The National Park Service (NPS) announces the availability of the Final Archeological Resources Management Plan/Environmental Impact Statement (Final Plan/EIS), Knife River Indian Villages National Historic Site, North Dakota.

The NPS announces the availability of the Final Plan/EIS. This process has been conducted pursuant to the National Environmental Policy Act (NEPA) (42 United States Code 4321 et seq.) and the regulations of the US Department of the Interior (43 Code of Federal Regulations [CFR] part 46). The purpose of the plan is to provide a management framework for proactive, sustainable archeological resource protection for the next 30 years. The NPS has identified four major threats to the park's archeological resources: Riverbank erosion, burrowing mammals, vegetation encroachment and the location of park infrastructure. Over the past few decades, village remnants and archeological sites adjacent to the Knife River have experienced measurable erosion. In addition, northern pocket gophers and the encroachment of woody and overgrown vegetation have displaced soil and artifacts from chronologically stratified deposits. Under the preferred alternative, these threats would be addressed following an adaptive management framework designed to detect changes to important indicators and provide park managers tools to manage them.

The preferred alternative also calls for the relocation of the park maintenance facility.

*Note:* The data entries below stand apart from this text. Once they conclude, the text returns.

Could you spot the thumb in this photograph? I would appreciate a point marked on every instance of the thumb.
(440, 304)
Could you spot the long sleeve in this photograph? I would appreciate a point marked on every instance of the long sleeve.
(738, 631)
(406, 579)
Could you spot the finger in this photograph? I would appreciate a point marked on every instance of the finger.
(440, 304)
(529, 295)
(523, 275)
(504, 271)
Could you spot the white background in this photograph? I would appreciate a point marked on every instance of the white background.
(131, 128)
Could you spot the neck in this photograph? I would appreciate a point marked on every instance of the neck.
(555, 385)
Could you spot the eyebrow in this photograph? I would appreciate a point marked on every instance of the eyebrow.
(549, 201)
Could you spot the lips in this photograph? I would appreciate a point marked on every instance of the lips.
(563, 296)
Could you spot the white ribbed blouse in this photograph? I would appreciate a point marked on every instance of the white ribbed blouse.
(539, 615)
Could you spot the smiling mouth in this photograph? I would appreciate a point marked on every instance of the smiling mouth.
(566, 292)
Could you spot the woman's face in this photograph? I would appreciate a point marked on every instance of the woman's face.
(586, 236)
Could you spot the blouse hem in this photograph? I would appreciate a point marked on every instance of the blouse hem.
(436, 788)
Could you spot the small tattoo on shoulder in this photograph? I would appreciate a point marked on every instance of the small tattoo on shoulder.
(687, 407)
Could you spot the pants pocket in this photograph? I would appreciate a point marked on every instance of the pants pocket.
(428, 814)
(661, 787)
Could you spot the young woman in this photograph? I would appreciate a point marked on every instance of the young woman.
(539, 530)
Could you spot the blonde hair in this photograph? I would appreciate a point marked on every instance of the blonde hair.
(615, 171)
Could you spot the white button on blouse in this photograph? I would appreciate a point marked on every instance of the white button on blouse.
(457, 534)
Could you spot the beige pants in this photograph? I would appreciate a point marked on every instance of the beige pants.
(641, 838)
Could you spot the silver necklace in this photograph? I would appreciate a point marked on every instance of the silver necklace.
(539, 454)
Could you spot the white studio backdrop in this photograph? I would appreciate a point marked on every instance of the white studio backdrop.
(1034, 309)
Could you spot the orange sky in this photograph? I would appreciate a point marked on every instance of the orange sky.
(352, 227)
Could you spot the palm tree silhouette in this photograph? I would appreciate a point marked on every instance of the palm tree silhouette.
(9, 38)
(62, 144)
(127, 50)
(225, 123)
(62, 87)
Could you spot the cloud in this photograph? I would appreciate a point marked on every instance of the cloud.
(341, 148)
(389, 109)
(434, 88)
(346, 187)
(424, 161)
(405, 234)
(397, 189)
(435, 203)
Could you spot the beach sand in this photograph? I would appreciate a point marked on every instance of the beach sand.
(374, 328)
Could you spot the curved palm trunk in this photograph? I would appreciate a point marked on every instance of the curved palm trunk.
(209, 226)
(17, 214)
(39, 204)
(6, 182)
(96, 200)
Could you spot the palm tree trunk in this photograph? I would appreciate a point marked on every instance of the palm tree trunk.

The maintenance facility is located on the edge of the Big Hidatsa Village site, a designated National Historic Landmark and sacred site of the Mandan, Hidatsa, and Arikara Nation (MHA Nation). If off-site space is available and cost effective, the maintenance facility would be relocated outside the park. If suitable property outside the park is unavailable or cost prohibitive the NPS intends to relocate and construct the maintenance facility within the park.